Inside the British Lab Investigating A.I. Risks

16 Views
admin
May 24, 2026
Cybersecurity Technology

In London, the A.I. Security Institute stands along Parliament Square. This government facility employs a diverse team, including weapons inspectors, epidemiologists, and code breakers, to assess artificial intelligence technology’s risks.

On a recent Tuesday, four A.I. experts at the institute worked to trick a chatbot into revealing instructions for synthesizing the deadly bioweapon anthrax. They asked for ingredient lists and methods, but the chatbot refused to comply, stating, “I’m sorry I can’t help with that.” Undeterred, the experts used a customized algorithm to repeatedly prompt the A.I. tool with thousands of questions.

Eventually, the chatbot provided detailed ingredients, equipment, and a step-by-step recipe for creating the lethal mixture. The name of the A.I. system was withheld for safety reasons.

“There are some questions that you definitely don’t want the model to give the answer to,” said Xander Davies, who leads a team known as the red team at the A.I. Security Institute. The red team specializes in simulating attacks on A.I. systems to expose vulnerabilities.

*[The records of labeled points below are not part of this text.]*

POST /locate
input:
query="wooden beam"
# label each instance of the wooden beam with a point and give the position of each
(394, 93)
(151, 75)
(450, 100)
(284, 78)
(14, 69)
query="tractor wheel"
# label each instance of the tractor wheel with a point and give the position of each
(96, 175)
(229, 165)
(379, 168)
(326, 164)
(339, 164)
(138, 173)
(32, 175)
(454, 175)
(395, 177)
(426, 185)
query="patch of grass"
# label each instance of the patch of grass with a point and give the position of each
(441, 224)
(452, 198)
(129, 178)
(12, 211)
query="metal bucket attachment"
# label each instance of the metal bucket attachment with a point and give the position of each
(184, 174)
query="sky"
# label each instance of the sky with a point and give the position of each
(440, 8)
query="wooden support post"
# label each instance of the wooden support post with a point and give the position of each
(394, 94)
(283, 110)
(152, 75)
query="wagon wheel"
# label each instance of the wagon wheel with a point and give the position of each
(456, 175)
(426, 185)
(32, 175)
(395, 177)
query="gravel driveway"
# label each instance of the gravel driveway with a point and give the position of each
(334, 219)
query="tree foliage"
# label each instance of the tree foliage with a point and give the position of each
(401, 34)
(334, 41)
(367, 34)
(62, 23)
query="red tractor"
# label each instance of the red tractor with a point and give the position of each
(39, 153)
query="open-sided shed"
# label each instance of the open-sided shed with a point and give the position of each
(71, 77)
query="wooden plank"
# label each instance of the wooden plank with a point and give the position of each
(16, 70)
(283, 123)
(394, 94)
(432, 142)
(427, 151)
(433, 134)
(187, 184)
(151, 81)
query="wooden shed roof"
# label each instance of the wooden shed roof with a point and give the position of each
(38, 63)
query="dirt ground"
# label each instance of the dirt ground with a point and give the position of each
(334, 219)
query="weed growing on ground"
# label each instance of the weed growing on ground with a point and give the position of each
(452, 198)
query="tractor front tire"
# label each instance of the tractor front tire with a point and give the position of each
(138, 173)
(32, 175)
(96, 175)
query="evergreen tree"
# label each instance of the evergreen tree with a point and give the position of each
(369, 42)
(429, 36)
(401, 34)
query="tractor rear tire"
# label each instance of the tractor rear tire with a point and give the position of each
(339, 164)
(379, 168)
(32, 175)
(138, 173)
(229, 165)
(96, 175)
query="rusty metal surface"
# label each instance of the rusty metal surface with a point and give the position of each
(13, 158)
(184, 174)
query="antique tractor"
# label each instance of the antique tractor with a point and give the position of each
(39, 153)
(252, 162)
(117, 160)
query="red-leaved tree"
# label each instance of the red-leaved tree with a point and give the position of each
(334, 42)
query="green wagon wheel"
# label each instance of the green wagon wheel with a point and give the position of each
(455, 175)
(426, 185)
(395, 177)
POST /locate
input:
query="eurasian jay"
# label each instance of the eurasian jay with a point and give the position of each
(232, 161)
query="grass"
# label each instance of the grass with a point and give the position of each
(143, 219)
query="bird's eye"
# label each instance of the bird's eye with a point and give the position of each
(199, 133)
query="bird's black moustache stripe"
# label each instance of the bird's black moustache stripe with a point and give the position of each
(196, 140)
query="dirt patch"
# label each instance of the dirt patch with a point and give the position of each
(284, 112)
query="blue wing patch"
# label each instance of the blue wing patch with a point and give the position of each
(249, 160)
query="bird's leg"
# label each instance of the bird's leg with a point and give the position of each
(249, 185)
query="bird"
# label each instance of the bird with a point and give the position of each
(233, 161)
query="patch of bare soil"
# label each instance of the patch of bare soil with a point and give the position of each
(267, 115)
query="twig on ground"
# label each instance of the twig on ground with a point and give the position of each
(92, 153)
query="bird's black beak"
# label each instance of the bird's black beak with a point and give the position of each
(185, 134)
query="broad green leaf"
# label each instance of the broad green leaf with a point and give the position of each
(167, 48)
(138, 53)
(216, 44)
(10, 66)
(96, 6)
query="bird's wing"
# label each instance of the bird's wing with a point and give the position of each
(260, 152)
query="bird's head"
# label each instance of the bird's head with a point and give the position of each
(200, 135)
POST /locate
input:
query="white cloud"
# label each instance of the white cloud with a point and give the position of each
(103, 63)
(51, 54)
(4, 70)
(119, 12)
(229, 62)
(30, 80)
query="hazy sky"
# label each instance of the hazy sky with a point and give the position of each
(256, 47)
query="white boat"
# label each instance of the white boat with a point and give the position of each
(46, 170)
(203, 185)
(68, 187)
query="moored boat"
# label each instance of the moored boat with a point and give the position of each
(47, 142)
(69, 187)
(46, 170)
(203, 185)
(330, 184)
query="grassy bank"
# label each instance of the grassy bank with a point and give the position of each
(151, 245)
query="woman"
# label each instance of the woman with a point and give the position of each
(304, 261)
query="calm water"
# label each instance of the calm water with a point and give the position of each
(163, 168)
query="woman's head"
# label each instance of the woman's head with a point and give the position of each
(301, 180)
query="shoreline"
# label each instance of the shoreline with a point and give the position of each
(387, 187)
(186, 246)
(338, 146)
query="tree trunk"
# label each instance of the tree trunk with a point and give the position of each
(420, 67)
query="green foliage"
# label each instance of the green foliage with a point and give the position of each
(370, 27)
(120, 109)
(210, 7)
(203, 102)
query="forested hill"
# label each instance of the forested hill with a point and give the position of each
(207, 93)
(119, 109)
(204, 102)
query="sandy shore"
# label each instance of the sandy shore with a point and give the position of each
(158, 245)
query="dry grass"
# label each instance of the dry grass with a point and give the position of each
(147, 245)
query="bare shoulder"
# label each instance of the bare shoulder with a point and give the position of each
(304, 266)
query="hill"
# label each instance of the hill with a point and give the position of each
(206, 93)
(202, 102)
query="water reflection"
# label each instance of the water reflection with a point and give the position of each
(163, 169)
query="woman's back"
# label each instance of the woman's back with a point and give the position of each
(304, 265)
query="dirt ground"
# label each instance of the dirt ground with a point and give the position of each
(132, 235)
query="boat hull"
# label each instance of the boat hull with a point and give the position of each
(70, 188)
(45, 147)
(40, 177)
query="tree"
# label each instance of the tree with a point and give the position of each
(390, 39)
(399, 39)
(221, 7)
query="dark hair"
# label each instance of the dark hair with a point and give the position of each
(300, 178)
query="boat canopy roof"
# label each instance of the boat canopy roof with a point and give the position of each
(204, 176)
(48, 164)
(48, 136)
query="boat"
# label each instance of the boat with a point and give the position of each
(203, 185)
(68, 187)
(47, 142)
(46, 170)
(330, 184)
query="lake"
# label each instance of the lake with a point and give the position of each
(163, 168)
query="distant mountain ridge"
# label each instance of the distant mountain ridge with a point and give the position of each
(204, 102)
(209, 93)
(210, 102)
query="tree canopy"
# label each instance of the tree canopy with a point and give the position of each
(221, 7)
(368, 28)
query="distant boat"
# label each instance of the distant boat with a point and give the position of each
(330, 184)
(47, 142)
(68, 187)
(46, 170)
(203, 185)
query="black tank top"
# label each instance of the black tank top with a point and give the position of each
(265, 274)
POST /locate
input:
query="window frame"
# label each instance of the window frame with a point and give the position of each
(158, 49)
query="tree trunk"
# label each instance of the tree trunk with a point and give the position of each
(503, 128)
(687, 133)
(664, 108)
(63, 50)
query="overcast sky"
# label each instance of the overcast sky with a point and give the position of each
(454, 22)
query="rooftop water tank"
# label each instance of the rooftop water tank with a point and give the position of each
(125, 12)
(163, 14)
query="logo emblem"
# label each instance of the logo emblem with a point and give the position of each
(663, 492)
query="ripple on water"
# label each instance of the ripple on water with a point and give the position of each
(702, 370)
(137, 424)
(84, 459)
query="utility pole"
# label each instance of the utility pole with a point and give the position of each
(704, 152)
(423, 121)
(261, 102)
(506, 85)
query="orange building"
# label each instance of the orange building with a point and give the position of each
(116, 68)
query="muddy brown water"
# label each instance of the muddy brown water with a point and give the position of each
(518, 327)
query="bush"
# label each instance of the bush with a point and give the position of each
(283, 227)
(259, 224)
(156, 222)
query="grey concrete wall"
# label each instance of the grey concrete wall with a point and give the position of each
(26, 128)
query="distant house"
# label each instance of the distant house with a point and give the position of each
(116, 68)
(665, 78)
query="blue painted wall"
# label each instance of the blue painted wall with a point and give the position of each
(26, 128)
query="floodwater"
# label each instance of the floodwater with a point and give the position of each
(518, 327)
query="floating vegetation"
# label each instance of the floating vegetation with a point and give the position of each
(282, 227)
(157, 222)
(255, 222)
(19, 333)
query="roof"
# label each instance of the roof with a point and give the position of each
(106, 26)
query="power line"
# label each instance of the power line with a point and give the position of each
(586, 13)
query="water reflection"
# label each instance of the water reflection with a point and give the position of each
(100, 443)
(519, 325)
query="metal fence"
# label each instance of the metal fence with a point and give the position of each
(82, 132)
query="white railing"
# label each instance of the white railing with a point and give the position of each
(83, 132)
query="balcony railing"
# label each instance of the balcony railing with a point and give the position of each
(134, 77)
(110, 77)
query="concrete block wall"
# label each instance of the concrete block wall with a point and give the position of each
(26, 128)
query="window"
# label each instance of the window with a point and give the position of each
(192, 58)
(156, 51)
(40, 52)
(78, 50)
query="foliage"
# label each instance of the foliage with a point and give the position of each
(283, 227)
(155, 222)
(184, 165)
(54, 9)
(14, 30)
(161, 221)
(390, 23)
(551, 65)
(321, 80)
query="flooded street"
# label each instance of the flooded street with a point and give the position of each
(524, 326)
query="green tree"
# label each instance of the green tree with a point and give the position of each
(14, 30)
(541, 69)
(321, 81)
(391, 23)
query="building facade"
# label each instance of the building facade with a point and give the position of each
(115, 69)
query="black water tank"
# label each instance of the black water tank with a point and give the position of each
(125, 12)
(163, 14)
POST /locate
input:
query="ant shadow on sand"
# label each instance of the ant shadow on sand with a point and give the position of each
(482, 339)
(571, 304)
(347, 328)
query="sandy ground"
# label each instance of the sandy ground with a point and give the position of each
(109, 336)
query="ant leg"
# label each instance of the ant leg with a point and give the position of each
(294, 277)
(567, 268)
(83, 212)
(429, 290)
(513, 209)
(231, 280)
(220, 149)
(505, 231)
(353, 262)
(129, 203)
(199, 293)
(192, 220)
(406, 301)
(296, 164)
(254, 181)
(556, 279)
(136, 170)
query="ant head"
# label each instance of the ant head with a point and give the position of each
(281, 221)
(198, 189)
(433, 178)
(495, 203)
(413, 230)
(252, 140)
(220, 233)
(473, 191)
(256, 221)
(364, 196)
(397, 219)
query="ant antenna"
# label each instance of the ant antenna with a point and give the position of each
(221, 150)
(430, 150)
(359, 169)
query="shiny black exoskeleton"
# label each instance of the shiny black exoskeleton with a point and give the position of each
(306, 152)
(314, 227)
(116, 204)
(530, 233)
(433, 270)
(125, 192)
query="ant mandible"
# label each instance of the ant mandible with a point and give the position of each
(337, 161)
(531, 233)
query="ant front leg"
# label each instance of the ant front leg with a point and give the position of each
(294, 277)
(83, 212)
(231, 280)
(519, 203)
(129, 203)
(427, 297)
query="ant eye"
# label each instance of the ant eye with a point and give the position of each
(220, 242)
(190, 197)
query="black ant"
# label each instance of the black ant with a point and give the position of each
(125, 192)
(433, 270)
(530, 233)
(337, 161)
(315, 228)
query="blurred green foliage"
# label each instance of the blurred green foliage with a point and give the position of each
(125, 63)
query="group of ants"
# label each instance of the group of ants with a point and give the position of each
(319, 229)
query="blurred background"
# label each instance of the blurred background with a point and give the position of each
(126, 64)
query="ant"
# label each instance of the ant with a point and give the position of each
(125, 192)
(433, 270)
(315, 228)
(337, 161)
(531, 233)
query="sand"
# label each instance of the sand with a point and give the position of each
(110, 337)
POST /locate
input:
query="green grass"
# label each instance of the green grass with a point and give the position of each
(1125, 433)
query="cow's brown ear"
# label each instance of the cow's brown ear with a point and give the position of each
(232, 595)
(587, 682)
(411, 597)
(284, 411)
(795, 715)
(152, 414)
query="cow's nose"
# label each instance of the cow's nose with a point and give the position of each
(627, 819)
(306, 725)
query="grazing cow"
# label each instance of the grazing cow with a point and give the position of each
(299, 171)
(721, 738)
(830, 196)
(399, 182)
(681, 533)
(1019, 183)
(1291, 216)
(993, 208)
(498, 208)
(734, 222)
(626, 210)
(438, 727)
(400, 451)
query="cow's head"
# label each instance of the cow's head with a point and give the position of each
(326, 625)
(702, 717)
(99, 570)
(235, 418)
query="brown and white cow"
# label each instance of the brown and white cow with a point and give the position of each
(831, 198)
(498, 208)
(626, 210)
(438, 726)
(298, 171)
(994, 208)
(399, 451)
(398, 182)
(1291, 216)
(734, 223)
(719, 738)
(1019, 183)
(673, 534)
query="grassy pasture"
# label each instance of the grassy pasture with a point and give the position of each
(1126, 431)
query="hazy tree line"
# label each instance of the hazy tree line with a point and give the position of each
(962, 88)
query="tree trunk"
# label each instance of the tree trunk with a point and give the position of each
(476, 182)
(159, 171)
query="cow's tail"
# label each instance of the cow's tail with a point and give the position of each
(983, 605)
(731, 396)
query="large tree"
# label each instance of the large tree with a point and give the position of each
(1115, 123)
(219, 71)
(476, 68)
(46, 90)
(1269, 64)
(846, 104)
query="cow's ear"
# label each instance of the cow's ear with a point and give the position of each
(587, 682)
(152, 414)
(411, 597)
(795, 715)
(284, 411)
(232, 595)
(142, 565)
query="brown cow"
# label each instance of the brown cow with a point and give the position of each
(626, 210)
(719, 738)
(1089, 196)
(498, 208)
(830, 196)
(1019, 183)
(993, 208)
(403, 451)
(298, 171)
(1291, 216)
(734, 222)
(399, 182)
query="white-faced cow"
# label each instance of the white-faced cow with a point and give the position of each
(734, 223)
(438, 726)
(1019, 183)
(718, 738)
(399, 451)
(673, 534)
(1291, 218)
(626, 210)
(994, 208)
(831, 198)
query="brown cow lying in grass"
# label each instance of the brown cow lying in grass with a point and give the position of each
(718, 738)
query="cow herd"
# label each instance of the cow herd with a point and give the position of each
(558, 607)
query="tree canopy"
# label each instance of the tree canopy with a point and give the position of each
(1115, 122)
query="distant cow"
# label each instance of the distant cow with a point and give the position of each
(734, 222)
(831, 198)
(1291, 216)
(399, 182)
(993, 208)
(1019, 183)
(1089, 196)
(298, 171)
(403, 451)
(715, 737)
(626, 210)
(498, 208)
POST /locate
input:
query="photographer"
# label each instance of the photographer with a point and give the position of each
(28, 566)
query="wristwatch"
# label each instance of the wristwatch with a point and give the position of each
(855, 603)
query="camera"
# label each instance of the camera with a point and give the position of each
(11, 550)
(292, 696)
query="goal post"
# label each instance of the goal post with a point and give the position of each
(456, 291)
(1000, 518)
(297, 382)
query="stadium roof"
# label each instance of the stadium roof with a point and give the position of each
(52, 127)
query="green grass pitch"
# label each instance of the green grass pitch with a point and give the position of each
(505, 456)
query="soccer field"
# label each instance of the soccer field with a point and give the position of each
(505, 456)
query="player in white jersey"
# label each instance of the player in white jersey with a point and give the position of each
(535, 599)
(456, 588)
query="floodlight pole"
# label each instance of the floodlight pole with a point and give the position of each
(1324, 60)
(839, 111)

Recently, Davies and his team breached the safeguards of OpenAI’s latest ChatGPT version, extracting hacking tips within six hours. Once issues are identified, the team shares their findings with companies, which aim to fix the problems and report back.

“They actually strengthen their system with us,” commented Davies, a Harvard-educated computer scientist who opted to work at the institute rather than pursuing a tech role in San Francisco. His team’s efforts highlight the ongoing work to enhance the integrity and security of artificial intelligence systems.